Orkney Island Adventure Part 3
Late in the day but not too late to have a nice pastry and coffee at one of Orkney’s finest cafes, Sheila Fleet’s Café. This is an old church that has been reconditioned and renovated to be a showroom for jewelry and crafts made in Orkney, as well as a very nice café / restaurant. Even though the place was really remodeled nicely, it’s the pastry that tells the tale. According to Collette, great carrot cake so I guess that’s the measure.
Finished with our break so back on the road to Stromness where we’ll spend the night before catching the ferry early tomorrow morning.
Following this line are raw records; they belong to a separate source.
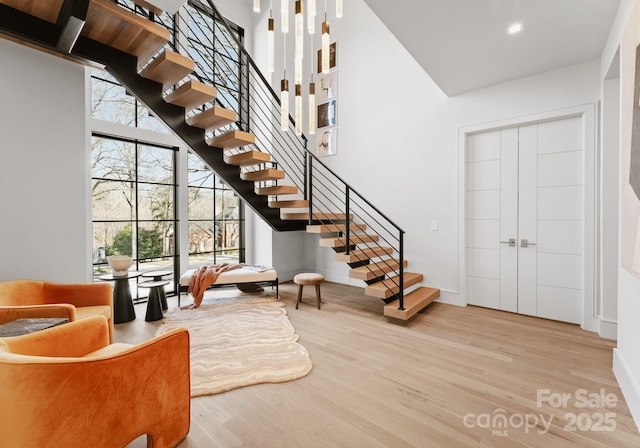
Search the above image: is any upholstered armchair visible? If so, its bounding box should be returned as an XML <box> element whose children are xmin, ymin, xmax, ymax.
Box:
<box><xmin>0</xmin><ymin>316</ymin><xmax>190</xmax><ymax>448</ymax></box>
<box><xmin>0</xmin><ymin>280</ymin><xmax>113</xmax><ymax>342</ymax></box>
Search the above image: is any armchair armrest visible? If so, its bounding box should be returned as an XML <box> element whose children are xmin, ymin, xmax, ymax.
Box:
<box><xmin>2</xmin><ymin>316</ymin><xmax>109</xmax><ymax>358</ymax></box>
<box><xmin>0</xmin><ymin>303</ymin><xmax>76</xmax><ymax>324</ymax></box>
<box><xmin>42</xmin><ymin>282</ymin><xmax>113</xmax><ymax>307</ymax></box>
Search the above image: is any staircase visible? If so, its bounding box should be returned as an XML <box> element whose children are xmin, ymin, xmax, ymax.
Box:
<box><xmin>0</xmin><ymin>0</ymin><xmax>439</xmax><ymax>320</ymax></box>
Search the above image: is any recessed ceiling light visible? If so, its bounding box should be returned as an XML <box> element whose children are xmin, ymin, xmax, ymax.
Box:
<box><xmin>509</xmin><ymin>23</ymin><xmax>522</xmax><ymax>34</ymax></box>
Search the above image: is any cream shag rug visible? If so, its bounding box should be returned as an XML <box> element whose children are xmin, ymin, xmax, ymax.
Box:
<box><xmin>157</xmin><ymin>295</ymin><xmax>312</xmax><ymax>397</ymax></box>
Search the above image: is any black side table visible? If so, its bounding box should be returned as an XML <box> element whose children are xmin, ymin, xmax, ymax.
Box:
<box><xmin>142</xmin><ymin>271</ymin><xmax>173</xmax><ymax>311</ymax></box>
<box><xmin>138</xmin><ymin>280</ymin><xmax>169</xmax><ymax>322</ymax></box>
<box><xmin>98</xmin><ymin>271</ymin><xmax>142</xmax><ymax>324</ymax></box>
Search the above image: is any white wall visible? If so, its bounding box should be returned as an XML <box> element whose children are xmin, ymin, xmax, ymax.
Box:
<box><xmin>256</xmin><ymin>0</ymin><xmax>600</xmax><ymax>303</ymax></box>
<box><xmin>0</xmin><ymin>39</ymin><xmax>91</xmax><ymax>282</ymax></box>
<box><xmin>613</xmin><ymin>0</ymin><xmax>640</xmax><ymax>426</ymax></box>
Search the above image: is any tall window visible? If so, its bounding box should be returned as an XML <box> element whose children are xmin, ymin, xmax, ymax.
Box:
<box><xmin>92</xmin><ymin>135</ymin><xmax>177</xmax><ymax>284</ymax></box>
<box><xmin>188</xmin><ymin>153</ymin><xmax>245</xmax><ymax>268</ymax></box>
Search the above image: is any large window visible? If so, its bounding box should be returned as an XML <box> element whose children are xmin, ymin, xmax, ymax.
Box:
<box><xmin>188</xmin><ymin>153</ymin><xmax>245</xmax><ymax>268</ymax></box>
<box><xmin>92</xmin><ymin>135</ymin><xmax>177</xmax><ymax>284</ymax></box>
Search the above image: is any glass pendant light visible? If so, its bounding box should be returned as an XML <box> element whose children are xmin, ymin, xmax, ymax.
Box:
<box><xmin>321</xmin><ymin>19</ymin><xmax>331</xmax><ymax>73</ymax></box>
<box><xmin>293</xmin><ymin>0</ymin><xmax>304</xmax><ymax>59</ymax></box>
<box><xmin>280</xmin><ymin>0</ymin><xmax>289</xmax><ymax>34</ymax></box>
<box><xmin>267</xmin><ymin>17</ymin><xmax>276</xmax><ymax>73</ymax></box>
<box><xmin>280</xmin><ymin>78</ymin><xmax>289</xmax><ymax>132</ymax></box>
<box><xmin>309</xmin><ymin>80</ymin><xmax>316</xmax><ymax>135</ymax></box>
<box><xmin>294</xmin><ymin>84</ymin><xmax>302</xmax><ymax>135</ymax></box>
Still have a couple of sites to see, and some shopping in Kirkwall before heading north. St. Magnus cathedral is first on our list.
The cathedral was built in 1137 by Viking Earl Rognvald in honor of his uncle St Magnus who was martyred in Orkney. The cathedral, also known as the “Light in the North”, is an excellent example of Norman Romanesque style architecture with a vast archway leading into the nave and also on both aisles.
Before Magnus was canonized, he shared the earldom of Orkney with his cousin, Haakon Paulsson. All was good until Haakon decided he wanted all of Orkney and that meant he had to get rid of Magnus. Easy enough, Haakon tricked Magnus into a meeting where they captured Magnus and offered him exile or prison. But, before Magnus could answer, the chieftains that helped capture Magnus said one of the two earls had to die. They hadn’t come this far just to see someone go to prison, no sir. Haakon certainly couldn’t kill his cousin so he convinced his cook to take an ax and hit Magnus in the head. That seemed to satisfy the chieftains. Few years go by and a couple of miracles occur, bingo, St Magnus.
The cathedral also contains numerous crypts of prominent people throughout life in Kirkwall.
Across the street from St. Magnus cathedral are two of the cities most famous ruins, the Earl’s Palace and the Bishop’s Palace. The Earl’s Palace was built by Patrick, Earl of Orkney, around 1600 using mostly slave labor and reflects the Renaissance style of that period. He was known for having been a bit tyrannical which is why he had the nickname, “Black Patie”. Eventually the people got fed up with Black Patie and he was tried then executed but not before he could complete his palace. Sad part is that he enlisted the help of his illegitimate son to try to get him out of prison which resulted in his son being hanged as well.
The Bishop’s Palace, built around the time of St. Magnus cathedral, 12th century, by Bishop William “the Old”, crusader and friend of Earl Rognvald, St. Magnus’s nephew. By the 1500’s, the palace had fallen into ruin but was restored by Bishop Robert Reid, the last of Orkney’s medieval bishops, who founded the University of Edinburgh and added a Moosie Toor to the palace.
End of the day, now time for the short drive back to Stromness where this adventure on Orkney island began. Beginning to rain a bit, good thing the drive isn’t long. Found another church for sale along the way, but Mom-bear said no. Yes, that is the name of the town.
Made it back to Stromness and our hotel for the night, the Royal Hotel. Raining like hell!!! The desk clerk was super, she waited outside in the rain, standing in a parking spot for us. Now that’s customer service! Had a great meal, fish and chips (the best so far) for me, Collette had scallops and soup. Off tomorrow to continue the road trip.